Voice and Swallowing Function - Voice-Related Quality of Life Assessment (VRQOL)	Pre-treatment up to 1 year post surgery	The Voice-Related Quality of Life Tool is a 10 item list of possible voice-related problems. The participant answers 1-5 with 1 being none, not a problem to 5, problem is as bad as it can be. An algorithm is used to calculate the scores, so that sum scores range from 0 to 100, where 0 indicates poor V-RQOL and 100 indicates good V-RQOL
Estimate the Pathologic Complete Response Rate at the Primary Site and in the Neck Following Induction Chemotherapy	11 weeks	Pathologic complete response (pCR) is the disappearance of all signs of cancer in tissue samples removed during surgery or biopsy (pT0). Also called pathologic complete remission. Pathologic Partial Response (pPR), is the presence of only non-invasive cancer in tissue samples (\<pT2)
Response Rates at the Primary Site	11 weeks	Evaluation of target lesions through tumor imaging (CT scan, MRI, and/or chest x-ray) at 3-5 weeks post induction chemotherapy. Overall response rate will be based on RECIST criteria. Per Response Evaluation Criteria In Solid Tumors Criteria (RECIST v1.0) for target lesions and assessed by MRI: Complete Response (CR), Disappearance of all target lesions; Partial Response (PR), \>=30% decrease in the sum of the longest diameter of target lesions.
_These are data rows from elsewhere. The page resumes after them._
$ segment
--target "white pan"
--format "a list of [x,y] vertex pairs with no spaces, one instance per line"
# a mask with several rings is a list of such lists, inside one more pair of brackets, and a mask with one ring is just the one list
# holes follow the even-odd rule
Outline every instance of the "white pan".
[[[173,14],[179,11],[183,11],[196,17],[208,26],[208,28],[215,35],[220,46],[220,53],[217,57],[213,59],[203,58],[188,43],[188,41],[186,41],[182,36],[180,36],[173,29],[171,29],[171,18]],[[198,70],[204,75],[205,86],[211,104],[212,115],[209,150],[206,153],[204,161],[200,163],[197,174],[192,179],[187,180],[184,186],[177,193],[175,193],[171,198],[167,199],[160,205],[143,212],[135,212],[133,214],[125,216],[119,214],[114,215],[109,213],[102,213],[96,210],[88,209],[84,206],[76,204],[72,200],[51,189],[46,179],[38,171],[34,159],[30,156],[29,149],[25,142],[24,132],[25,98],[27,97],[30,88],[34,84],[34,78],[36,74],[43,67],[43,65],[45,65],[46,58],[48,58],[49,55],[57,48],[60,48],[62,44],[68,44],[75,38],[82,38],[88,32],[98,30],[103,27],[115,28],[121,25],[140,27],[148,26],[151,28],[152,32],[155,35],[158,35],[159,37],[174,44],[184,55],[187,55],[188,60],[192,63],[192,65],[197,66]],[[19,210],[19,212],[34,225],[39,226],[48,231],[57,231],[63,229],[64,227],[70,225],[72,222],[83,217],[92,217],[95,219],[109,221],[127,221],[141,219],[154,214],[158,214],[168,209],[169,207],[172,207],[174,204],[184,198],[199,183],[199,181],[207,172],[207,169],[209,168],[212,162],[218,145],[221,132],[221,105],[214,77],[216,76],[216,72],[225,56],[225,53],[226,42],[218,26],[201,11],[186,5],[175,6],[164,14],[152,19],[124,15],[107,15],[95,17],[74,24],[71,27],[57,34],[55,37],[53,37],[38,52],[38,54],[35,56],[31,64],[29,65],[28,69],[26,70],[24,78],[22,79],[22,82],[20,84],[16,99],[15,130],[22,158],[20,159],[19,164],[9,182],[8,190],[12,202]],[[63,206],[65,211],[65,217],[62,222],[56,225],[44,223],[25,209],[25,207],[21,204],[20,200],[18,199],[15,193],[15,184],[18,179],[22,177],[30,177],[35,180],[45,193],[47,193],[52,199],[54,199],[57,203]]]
Number of Subjects Who Experience Grade 3/4 Adverse Events According to CTCAE 4.0	18 weeks	The NCI Common Terminology Criteria for Adverse Events is a descriptive terminology which can be utilized for Adverse Event (AE) reporting. A grading (severity) scale is provided for each AE term. Grade 1 Mild; asymptomatic or mild symptoms; clinical or diagnostic observations only; intervention not indicated. Grade 2 Moderate; minimal, local or noninvasive intervention indicated; limiting age-appropriate instrumental Activities of Daily Living (ADL). Grade 3 Severe or medically significant but not immediately life-threatening; hospitalization or prolongation of hospitalization indicated; disabling; limiting self care ADL. Grade 4 Life-threatening consequences; urgent intervention indicated. Grade 5 Death related to AE.
the Kinome Response to Induction Chemotherapy	11 weeks	Describe the kinome response to induction chemotherapy (lapatinib, paclitaxel, and carboplatin) in patients who consent to this optional evaluation via co-enrollment in LCCC0121
Response Rates at the Neck.	11 weeks	Evaluation of target lesions through tumor imaging (CT scan, MRI, and/or chest x-ray) at 3-5 weeks post induction chemotherapy. Overall response rate will be based on RECIST criteria. Per Response Evaluation Criteria In Solid Tumors Criteria (RECIST v1.0) for neck lesions and assessed by MRI: Complete Response (CR), Disappearance of all target lesions; Partial Response (PR), \>=30% decrease in the sum of the longest diameter of target lesions.